Taken the example from the first answer:
df = pd.DataFrame(['one apple','','box of oranges','pile of fruits outside', 'one banana', 'fruits'])
df.columns = ['fruits']
The verified answer was
count = df['fruits'].str.split().apply(len).value_counts()
count.index = count.index.astype(str) + ' words:'
count.sort_index(inplace=True)
count
Which gives
Out[13]:
0 words: 1
1 words: 1
2 words: 2
3 words: 1
4 words: 1
Name: fruits, dtype: int64
I want a zero for the second string but every solution tried gave me a one.
Upvotes: 0
Views: 924
Reputation: 402483
Use str.split
and count the elements with str.len
:
df['wordcount'] = df.fruits.str.split().str.len()
print(df)
fruits wordcount
0 one apple 2
1 0
2 box of oranges 3
3 pile of fruits outside 4
4 one banana 2
5 fruits 1
Replace ' '
with ','
for your actual data.
Upvotes: 1
Reputation: 111
In your question, you're referring to str.split(',')
, but the examples are for str.split()
. The function has different behaviour based on whether you have an argument.

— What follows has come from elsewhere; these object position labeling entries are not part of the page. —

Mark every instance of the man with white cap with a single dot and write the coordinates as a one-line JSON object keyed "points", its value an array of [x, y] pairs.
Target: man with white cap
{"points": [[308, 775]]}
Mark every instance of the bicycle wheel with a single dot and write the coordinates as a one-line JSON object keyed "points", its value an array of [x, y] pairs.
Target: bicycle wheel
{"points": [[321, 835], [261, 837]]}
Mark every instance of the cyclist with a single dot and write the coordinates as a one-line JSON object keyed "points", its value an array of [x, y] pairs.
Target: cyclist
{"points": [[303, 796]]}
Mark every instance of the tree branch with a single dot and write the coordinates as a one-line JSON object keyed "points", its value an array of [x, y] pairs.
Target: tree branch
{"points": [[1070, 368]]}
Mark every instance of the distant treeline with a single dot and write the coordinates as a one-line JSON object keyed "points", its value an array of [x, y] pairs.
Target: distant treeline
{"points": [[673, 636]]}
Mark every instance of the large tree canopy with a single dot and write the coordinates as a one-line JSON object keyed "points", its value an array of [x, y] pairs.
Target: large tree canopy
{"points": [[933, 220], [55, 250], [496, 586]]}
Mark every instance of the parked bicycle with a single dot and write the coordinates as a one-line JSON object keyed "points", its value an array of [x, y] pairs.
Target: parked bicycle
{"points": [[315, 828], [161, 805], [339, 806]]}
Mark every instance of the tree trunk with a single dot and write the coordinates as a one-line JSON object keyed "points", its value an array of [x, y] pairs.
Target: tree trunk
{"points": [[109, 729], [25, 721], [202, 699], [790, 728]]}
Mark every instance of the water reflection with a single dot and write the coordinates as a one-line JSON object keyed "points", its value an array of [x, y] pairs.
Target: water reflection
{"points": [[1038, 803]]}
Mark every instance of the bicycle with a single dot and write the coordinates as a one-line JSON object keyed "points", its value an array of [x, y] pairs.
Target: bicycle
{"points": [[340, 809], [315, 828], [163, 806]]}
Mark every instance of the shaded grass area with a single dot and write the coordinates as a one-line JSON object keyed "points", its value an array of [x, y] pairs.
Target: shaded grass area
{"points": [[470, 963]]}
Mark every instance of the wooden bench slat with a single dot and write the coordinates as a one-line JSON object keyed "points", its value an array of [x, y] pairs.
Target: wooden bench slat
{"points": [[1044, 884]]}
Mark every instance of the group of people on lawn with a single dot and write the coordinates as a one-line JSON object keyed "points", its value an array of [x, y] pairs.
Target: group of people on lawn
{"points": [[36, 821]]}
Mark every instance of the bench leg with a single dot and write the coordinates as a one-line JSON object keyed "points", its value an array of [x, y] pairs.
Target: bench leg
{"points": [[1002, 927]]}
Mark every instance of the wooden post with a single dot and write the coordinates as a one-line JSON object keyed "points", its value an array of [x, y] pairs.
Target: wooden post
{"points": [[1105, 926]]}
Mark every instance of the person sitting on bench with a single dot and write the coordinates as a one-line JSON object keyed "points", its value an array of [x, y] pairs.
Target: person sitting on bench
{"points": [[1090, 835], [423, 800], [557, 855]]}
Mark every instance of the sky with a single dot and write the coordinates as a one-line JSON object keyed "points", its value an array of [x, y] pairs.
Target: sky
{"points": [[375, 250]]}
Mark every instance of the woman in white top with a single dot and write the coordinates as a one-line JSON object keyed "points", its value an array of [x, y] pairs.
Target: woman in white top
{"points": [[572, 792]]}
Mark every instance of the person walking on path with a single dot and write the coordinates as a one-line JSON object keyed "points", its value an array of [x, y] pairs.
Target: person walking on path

Which are you actually trying to do?
Upvotes: 0
Reputation: 212
When you use split()
empty string returns empty list, however when you use split(',')
empty string returns list with empty string. This is why the example is not working with your solution.
You can try something as below: First you split string by comma as based on your example I assume this is your case. Then if split returns list with empty string function returns 0, otherwise returns length of list with words.
pd.Series(['mytext', '']).str.split(',').apply(lambda x: 0 if x==[''] else len(x))
Upvotes: 0